Avec deux millions d’analphabètes, 3 millions de personnes vivant dans la pauvreté extrême, quasiment plus de mosquées que d’écoles primaires, on ne peut pas édifier une démocratie fiable, dirigée par des élites crédibles et axées sur la création de la richesse et la prospérité collective.

Les données parlent d’elles-mêmes…

  • La Tunisie fait face à des besoins élevés en financement externe en 2022 de l’ordre de 4 à 5 milliards de $ et leur mobilisation sera une source de préoccupation.

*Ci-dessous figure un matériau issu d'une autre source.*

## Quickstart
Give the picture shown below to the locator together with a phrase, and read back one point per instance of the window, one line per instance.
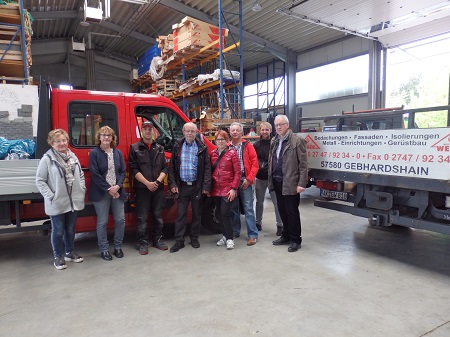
(343, 78)
(417, 77)
(261, 95)
(167, 125)
(86, 118)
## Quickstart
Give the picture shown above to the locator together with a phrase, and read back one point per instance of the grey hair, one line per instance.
(284, 117)
(238, 124)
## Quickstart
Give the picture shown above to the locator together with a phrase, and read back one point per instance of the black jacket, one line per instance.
(150, 162)
(203, 181)
(262, 147)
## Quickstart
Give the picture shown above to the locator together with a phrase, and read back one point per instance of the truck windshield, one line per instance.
(168, 126)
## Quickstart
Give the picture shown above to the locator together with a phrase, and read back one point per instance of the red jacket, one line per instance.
(250, 161)
(227, 173)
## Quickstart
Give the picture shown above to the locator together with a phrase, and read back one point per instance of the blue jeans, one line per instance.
(260, 194)
(63, 233)
(246, 197)
(102, 209)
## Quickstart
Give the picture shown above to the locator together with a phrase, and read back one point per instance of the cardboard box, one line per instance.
(195, 42)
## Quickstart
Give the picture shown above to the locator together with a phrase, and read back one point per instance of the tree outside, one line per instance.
(419, 76)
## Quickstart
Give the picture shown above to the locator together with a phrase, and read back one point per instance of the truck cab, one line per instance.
(82, 113)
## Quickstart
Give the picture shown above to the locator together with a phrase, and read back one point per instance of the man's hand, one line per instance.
(245, 184)
(152, 186)
(300, 189)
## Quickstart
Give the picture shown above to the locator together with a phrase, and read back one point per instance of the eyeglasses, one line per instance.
(59, 141)
(279, 125)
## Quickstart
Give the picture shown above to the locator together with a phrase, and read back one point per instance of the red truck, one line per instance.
(82, 113)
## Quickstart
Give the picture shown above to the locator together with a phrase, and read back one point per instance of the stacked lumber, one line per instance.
(13, 62)
(165, 44)
(195, 33)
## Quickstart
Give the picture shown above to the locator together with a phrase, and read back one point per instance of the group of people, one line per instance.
(227, 174)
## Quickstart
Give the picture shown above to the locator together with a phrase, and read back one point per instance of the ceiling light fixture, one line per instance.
(256, 6)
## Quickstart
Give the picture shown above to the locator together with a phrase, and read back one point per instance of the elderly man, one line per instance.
(149, 186)
(262, 147)
(190, 178)
(288, 175)
(249, 167)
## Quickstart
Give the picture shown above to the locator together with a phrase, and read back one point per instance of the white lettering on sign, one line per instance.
(422, 153)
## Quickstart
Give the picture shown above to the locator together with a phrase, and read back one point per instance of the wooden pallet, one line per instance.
(166, 87)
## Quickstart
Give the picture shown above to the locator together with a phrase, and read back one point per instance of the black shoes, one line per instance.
(281, 241)
(294, 247)
(118, 253)
(106, 256)
(159, 244)
(195, 243)
(143, 249)
(279, 231)
(176, 247)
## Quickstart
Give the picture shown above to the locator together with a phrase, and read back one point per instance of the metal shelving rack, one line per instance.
(13, 26)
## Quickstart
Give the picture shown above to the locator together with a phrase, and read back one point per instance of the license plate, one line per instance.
(334, 195)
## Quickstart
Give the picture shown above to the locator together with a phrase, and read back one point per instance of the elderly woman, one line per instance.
(108, 171)
(226, 174)
(60, 180)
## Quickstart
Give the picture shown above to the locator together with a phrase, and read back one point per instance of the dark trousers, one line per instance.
(146, 202)
(223, 210)
(188, 194)
(289, 212)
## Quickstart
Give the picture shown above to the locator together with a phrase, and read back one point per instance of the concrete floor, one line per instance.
(347, 280)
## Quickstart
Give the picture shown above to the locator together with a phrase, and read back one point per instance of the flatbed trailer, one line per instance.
(391, 175)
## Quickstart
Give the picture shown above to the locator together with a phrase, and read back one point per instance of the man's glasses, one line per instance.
(279, 125)
(59, 141)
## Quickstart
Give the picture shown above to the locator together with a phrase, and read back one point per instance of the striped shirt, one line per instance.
(189, 162)
(239, 149)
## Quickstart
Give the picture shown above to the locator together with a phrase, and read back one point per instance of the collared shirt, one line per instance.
(111, 174)
(189, 162)
(238, 148)
(280, 144)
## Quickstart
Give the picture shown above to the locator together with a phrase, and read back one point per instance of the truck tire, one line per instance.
(210, 224)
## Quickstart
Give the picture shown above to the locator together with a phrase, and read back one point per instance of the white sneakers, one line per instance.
(223, 241)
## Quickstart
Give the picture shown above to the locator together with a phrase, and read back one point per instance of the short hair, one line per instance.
(222, 133)
(284, 117)
(55, 133)
(267, 124)
(238, 124)
(106, 129)
(190, 123)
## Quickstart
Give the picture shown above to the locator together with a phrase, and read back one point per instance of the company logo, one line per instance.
(311, 144)
(443, 144)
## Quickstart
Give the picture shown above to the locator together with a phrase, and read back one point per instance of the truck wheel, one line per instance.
(45, 232)
(210, 224)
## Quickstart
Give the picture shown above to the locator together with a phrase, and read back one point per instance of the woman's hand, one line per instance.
(232, 194)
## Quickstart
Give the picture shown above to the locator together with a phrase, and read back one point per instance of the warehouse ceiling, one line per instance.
(271, 29)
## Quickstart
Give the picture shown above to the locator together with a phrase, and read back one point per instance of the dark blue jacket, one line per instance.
(98, 165)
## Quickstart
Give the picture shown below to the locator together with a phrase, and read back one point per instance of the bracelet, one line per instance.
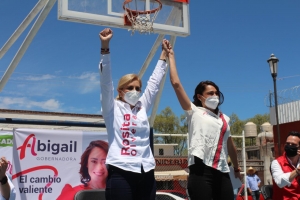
(3, 180)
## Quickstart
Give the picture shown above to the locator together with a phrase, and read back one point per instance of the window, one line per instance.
(161, 152)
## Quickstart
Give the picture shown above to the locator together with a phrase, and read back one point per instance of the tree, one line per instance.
(168, 123)
(236, 128)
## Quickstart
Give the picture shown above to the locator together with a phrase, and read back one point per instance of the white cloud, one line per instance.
(39, 78)
(23, 102)
(36, 78)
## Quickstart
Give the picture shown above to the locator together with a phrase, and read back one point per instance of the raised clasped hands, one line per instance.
(167, 47)
(105, 37)
(3, 167)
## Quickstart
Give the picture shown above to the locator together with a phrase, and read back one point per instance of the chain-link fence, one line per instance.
(171, 171)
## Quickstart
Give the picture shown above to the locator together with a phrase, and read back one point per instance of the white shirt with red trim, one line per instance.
(128, 130)
(204, 137)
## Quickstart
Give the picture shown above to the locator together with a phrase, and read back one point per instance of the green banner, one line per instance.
(6, 140)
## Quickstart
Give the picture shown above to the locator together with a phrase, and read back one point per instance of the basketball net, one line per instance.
(141, 21)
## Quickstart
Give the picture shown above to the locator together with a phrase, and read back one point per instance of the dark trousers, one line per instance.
(207, 183)
(126, 185)
(255, 195)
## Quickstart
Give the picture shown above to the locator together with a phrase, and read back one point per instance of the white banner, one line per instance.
(55, 164)
(6, 146)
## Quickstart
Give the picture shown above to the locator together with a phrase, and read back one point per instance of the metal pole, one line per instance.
(276, 111)
(245, 167)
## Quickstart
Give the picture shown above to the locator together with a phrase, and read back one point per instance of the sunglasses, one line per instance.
(137, 88)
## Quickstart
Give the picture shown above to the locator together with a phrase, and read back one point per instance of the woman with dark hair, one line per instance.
(209, 139)
(93, 170)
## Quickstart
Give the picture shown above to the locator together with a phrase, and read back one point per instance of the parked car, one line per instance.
(241, 196)
(167, 196)
(179, 193)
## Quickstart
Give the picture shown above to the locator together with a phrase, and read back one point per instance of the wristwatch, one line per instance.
(3, 180)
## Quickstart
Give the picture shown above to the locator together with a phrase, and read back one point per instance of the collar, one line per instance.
(138, 105)
(210, 112)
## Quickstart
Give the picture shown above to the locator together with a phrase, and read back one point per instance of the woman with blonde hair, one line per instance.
(130, 160)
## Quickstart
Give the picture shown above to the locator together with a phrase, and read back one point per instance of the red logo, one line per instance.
(27, 144)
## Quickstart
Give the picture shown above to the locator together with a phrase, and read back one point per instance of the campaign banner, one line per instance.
(56, 164)
(6, 147)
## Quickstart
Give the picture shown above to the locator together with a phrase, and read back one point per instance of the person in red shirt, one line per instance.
(286, 170)
(93, 170)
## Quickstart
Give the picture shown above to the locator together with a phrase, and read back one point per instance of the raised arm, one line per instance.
(175, 81)
(233, 157)
(106, 85)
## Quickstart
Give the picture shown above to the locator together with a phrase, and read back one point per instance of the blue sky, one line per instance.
(229, 44)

  • La facture salariale publique a augmenté de 5,1% pour atteindre 20,2 milliards de dinars (6,3 milliards de dollars), un niveau qui empêche l’augmentation du financement des investissements ou la réduction du niveau de la dette.

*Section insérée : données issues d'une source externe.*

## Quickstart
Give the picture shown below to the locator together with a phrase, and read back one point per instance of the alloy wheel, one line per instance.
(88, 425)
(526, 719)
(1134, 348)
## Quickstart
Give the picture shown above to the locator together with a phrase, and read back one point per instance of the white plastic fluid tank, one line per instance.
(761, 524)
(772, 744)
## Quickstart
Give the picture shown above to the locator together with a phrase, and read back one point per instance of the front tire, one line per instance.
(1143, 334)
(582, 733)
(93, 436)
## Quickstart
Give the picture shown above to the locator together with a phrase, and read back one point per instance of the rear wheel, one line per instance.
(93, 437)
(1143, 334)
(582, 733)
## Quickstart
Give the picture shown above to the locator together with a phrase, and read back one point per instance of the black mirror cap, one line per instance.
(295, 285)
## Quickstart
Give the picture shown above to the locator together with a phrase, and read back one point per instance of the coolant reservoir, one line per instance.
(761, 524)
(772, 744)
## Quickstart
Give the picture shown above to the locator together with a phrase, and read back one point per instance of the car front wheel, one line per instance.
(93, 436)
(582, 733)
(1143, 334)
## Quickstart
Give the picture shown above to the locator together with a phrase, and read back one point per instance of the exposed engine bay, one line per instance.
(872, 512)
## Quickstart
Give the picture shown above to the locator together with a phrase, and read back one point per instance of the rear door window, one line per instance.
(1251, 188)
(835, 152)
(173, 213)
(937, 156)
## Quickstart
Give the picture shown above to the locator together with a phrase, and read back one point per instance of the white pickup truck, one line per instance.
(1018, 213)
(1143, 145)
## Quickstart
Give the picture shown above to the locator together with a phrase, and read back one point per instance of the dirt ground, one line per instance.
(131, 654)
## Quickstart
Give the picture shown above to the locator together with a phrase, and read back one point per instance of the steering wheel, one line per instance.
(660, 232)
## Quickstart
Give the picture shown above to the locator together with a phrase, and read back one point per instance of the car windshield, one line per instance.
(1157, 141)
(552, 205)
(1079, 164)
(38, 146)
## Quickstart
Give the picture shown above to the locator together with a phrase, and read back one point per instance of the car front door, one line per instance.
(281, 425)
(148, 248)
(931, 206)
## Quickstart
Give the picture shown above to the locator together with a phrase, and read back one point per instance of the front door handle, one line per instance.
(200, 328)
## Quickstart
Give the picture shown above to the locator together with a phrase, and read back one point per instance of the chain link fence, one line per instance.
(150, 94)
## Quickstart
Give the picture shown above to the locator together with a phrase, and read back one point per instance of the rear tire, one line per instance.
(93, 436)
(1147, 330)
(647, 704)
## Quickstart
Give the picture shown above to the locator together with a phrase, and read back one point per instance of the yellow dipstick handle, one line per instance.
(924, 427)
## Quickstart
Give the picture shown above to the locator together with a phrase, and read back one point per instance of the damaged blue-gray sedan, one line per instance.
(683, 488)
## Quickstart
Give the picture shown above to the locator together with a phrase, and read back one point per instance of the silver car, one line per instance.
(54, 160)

  • La croissance du PIB devrait atteindre un «modeste» 2 % en 2022, après 3,1% en 2021 et une contraction de 8,7% en 2020.
  • Le déficit budgétaire en 2022 devrait frôler les 10%, après avoir été à 9% en 2021.
  • Les autorités ont «en masse» exploité le marché de la dette intérieure pour combler le déficit budgétaire de 2021, en particulier après que les conditions de financement étranger soient devenues prohibitives à la suite d’une dégradation de la notation.
  • La BCT s’attend à ce que la production économique de 2022 soit toujours inférieure à son niveau pré-pandémique, en 2019.
  • L’inflation est en moyenne de 8,4% en 2022, soit près de 2 points de pourcentage au-dessus de 2021. Elle atteindra les deux chiffres si les autorités n’agissent pas.
  • Le dinar continuera sa chute brutale dans l’indifférence du président Kaïs Saïed et des partis politiques. Durant les 12 derniers mois, le dinar a perdu 22% de sa valeur face au dollar américain. Comme si trop n’est jamais assez, pour ceux qui gouvernent le pays.

* Economiste universitaire au Canada.